# Lesser's



## blhunter3 (May 5, 2007)

I'm looking at getting some new decoys, and I'm on a budget and dont have much room. I was looking at getting some lesser fullbodies. Would they work just as well as getting the normal size fullbodies?


----------



## nodakoutdoors.com (Feb 27, 2002)

Yes they do. They're actually kind of nice to store/transport too.


----------



## bandman (Feb 13, 2006)

You won't regret that decision one bit even if you did have all the money and space in the world. I'll also add they're a little nicer to set out, but you'll figure that out in time. If I could go back right now I'd have 3:2 (lessers to standards) at the minimum in the trailer.


----------



## blhunter3 (May 5, 2007)

I glad other people are with me on this one. Some of the people that I hunt with don't think that it would work at all because they are smaller.
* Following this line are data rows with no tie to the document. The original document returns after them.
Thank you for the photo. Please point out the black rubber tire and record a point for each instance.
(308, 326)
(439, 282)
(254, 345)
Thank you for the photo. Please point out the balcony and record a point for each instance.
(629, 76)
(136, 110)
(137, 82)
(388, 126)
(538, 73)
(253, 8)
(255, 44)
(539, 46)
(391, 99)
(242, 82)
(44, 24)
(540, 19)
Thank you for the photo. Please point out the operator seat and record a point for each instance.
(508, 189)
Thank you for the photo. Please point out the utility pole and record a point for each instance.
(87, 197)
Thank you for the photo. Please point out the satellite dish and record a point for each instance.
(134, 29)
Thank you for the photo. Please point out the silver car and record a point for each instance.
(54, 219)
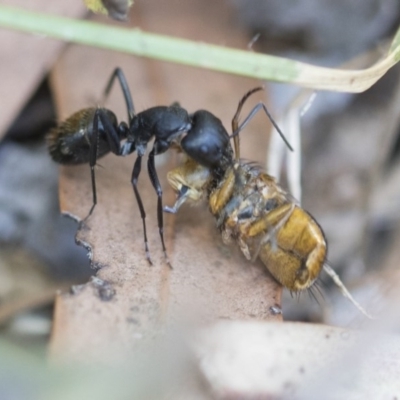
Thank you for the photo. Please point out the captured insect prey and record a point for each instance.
(251, 208)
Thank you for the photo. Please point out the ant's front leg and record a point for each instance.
(118, 74)
(135, 176)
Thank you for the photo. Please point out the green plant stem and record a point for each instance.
(197, 54)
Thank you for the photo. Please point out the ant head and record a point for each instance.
(208, 141)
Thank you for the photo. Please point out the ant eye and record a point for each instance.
(271, 204)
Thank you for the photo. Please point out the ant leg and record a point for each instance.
(134, 180)
(156, 184)
(254, 111)
(113, 141)
(118, 73)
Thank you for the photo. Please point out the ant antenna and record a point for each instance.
(236, 128)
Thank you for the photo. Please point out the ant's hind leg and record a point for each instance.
(118, 73)
(93, 144)
(156, 184)
(135, 176)
(113, 142)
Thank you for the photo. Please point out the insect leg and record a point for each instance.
(156, 184)
(113, 141)
(134, 180)
(253, 112)
(118, 73)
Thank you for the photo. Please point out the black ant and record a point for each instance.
(93, 132)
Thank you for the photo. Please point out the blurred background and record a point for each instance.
(350, 148)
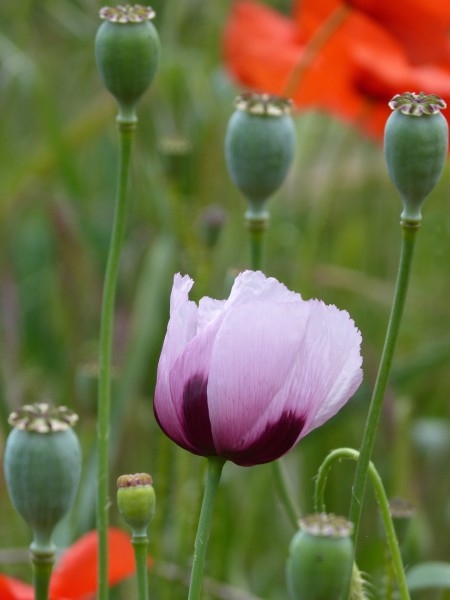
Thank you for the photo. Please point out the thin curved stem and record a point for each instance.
(256, 230)
(140, 545)
(42, 571)
(383, 503)
(215, 466)
(256, 226)
(281, 480)
(408, 239)
(318, 40)
(126, 132)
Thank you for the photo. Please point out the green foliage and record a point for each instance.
(333, 235)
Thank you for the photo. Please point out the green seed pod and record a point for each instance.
(320, 558)
(259, 147)
(136, 501)
(42, 464)
(127, 53)
(415, 147)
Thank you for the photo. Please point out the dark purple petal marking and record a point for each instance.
(276, 439)
(196, 423)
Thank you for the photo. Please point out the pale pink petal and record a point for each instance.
(254, 285)
(181, 329)
(328, 368)
(209, 310)
(254, 352)
(343, 341)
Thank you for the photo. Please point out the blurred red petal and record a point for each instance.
(76, 574)
(13, 589)
(353, 74)
(421, 26)
(252, 32)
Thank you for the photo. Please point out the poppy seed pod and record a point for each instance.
(136, 501)
(415, 147)
(320, 558)
(42, 464)
(259, 147)
(127, 52)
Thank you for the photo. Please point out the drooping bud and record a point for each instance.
(42, 464)
(136, 501)
(320, 558)
(127, 51)
(415, 147)
(259, 147)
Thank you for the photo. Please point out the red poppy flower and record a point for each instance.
(75, 575)
(421, 26)
(353, 75)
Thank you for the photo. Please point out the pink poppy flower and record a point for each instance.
(75, 575)
(246, 378)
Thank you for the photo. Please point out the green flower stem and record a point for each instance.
(126, 132)
(257, 225)
(314, 46)
(383, 502)
(215, 466)
(408, 239)
(256, 229)
(42, 570)
(281, 481)
(140, 546)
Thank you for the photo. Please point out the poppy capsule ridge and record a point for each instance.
(259, 147)
(42, 464)
(415, 148)
(320, 558)
(127, 52)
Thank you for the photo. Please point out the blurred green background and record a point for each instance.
(334, 235)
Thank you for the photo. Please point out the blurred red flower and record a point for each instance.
(364, 60)
(75, 575)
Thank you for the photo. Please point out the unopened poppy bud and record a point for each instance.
(127, 52)
(415, 147)
(136, 501)
(259, 147)
(42, 464)
(320, 558)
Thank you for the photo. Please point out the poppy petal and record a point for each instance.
(76, 574)
(13, 589)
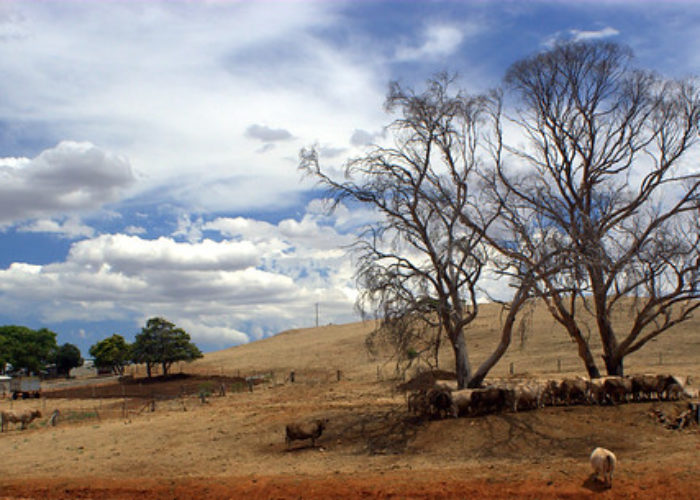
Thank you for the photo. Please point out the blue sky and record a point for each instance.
(148, 150)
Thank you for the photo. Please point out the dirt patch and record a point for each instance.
(435, 484)
(160, 387)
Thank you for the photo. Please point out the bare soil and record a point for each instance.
(233, 446)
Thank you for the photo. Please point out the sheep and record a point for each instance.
(617, 389)
(462, 400)
(551, 393)
(308, 430)
(526, 396)
(603, 462)
(574, 390)
(643, 387)
(440, 403)
(489, 400)
(25, 418)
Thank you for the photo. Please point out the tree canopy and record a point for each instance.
(27, 349)
(601, 183)
(161, 342)
(112, 353)
(67, 357)
(420, 264)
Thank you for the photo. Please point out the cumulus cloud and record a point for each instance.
(577, 35)
(267, 134)
(258, 278)
(71, 177)
(362, 138)
(70, 228)
(439, 40)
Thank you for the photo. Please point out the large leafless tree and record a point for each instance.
(420, 265)
(607, 178)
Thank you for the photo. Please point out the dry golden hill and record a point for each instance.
(541, 347)
(233, 446)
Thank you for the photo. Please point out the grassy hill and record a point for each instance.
(540, 347)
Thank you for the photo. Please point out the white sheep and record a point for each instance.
(603, 462)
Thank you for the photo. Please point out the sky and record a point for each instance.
(149, 150)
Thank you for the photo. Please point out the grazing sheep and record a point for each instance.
(25, 418)
(644, 387)
(551, 394)
(462, 400)
(603, 462)
(617, 389)
(450, 385)
(489, 400)
(574, 391)
(308, 430)
(440, 403)
(526, 397)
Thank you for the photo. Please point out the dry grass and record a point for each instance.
(541, 350)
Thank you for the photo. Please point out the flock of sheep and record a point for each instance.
(444, 400)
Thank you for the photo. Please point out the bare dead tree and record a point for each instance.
(604, 182)
(419, 266)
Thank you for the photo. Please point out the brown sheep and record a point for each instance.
(617, 389)
(307, 430)
(462, 401)
(25, 418)
(574, 391)
(603, 463)
(440, 403)
(644, 387)
(489, 400)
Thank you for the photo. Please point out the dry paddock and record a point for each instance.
(233, 447)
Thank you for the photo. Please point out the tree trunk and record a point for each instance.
(506, 336)
(462, 366)
(614, 365)
(584, 352)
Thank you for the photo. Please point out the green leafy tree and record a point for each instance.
(161, 342)
(27, 349)
(67, 357)
(113, 352)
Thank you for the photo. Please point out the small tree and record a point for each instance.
(28, 349)
(67, 357)
(113, 353)
(161, 342)
(602, 183)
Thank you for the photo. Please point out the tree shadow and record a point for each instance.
(594, 484)
(381, 432)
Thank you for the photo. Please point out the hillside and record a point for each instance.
(233, 446)
(542, 349)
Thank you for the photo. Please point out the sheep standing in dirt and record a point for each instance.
(603, 462)
(25, 418)
(309, 430)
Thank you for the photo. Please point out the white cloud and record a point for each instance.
(71, 177)
(178, 92)
(579, 35)
(261, 279)
(70, 228)
(267, 134)
(438, 41)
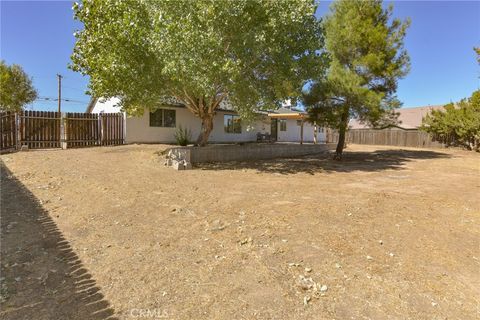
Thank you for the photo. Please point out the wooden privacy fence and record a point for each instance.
(8, 130)
(48, 129)
(390, 137)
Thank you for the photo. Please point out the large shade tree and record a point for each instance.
(251, 53)
(458, 124)
(365, 46)
(16, 89)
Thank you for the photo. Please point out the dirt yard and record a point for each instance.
(111, 233)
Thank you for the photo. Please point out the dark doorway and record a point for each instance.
(273, 129)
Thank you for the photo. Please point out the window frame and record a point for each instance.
(232, 124)
(163, 118)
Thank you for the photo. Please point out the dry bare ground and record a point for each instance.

Well I guess I will just have to show them, when I get more geese then they do.


----------



## jmitzel (Feb 16, 2006)

I recently ordered some Aver Pro-Grade Series Lesser's and they had a shine to them. I sent them back in exchange for the standard Pro-Grade Series. So we'll see what they look like out of the box. I have looked at the standard size Hunter Series and it was a great looking decoy.


----------



## chris lillehoff (Jan 9, 2006)

why do you pay extra for the flocked dekes? You must be hunting smarter geese than me. :eyeroll:


----------



## blhunter3 (May 5, 2007)

I have heard that the lesser's are a bit shinny, but I cannot hnt that late in to the morning to be affected by. I have to be done at about 930-10 anyways. Has anyone else had that shinny problem too? I dont think that there is a perfect decoy. Every decoy has some flaws in it.


----------



## chris lillehoff (Jan 9, 2006)

i agree i have had some shine off the dekes a morning or twelve but thats hunting. I have never been unsatisfied hunting in an x field and getting flares from the best dekes i have. If its not happening its not happening.


----------



## blhunter3 (May 5, 2007)

Is spending more of the FFD's a goods thing to do or not? If I get the FFD's then I can only get 12 but if I don't I can get 24


----------



## WingedShooter7 (Oct 28, 2005)

If your on a budget go with the 24. I think you can kill geese even if they do shine a little. Although the FFD's are amazing


----------



## Horker23 (Mar 2, 2006)

I Have a dozen or so of those lesser and i think they look better then normal size. I have never really noticed a shine an they are the pro grades!


----------



## lakerwaterfowler (Jan 28, 2006)

I am switching my spread over to primarily lessers this next year. I have 2.5 doz now with the other 2.5 doz being the normal size. But I think I am only going to keep my high lookers and the rest are going to be lessers. I would just go with the prograde lessers, you can buy more of them plus you can just buy the 12 slot fb duck bags and fit them in there perfectly. The ffd's don't like to fit into those bags, but now adays the ffd lessers come with bags already. Just do some shopping around and find the best deal for both.


----------



## blhunter3 (May 5, 2007)

I can get ffd lesser for $150 and a bag. Is there a deal taht I should jump on? I already bought 1 dozen lesser, two harvesters packs. Should the next dozen I get be all feeders?


----------



## lakerwaterfowler (Jan 28, 2006)

I would probably go with a dozen feeders


----------



## blhunter3 (May 5, 2007)

Should I get the ffd because I can get them for $150 or just get the regular for 130


----------



## hunt4P&amp;Y (Sep 23, 2004)

If the FFD's are $20 more get them.

Is that new or used? 6 pack correct? with bag? thats a deal!

Is that at a store? mind sharing?


----------



## lakerwaterfowler (Jan 28, 2006)

Well you are looking at $300 for ffds w/ bags or $260 for progrades w/out the bags and then purchasing a 12 slot fb duck bag for $40 = $300. I would go ahead and get the ffd's!


----------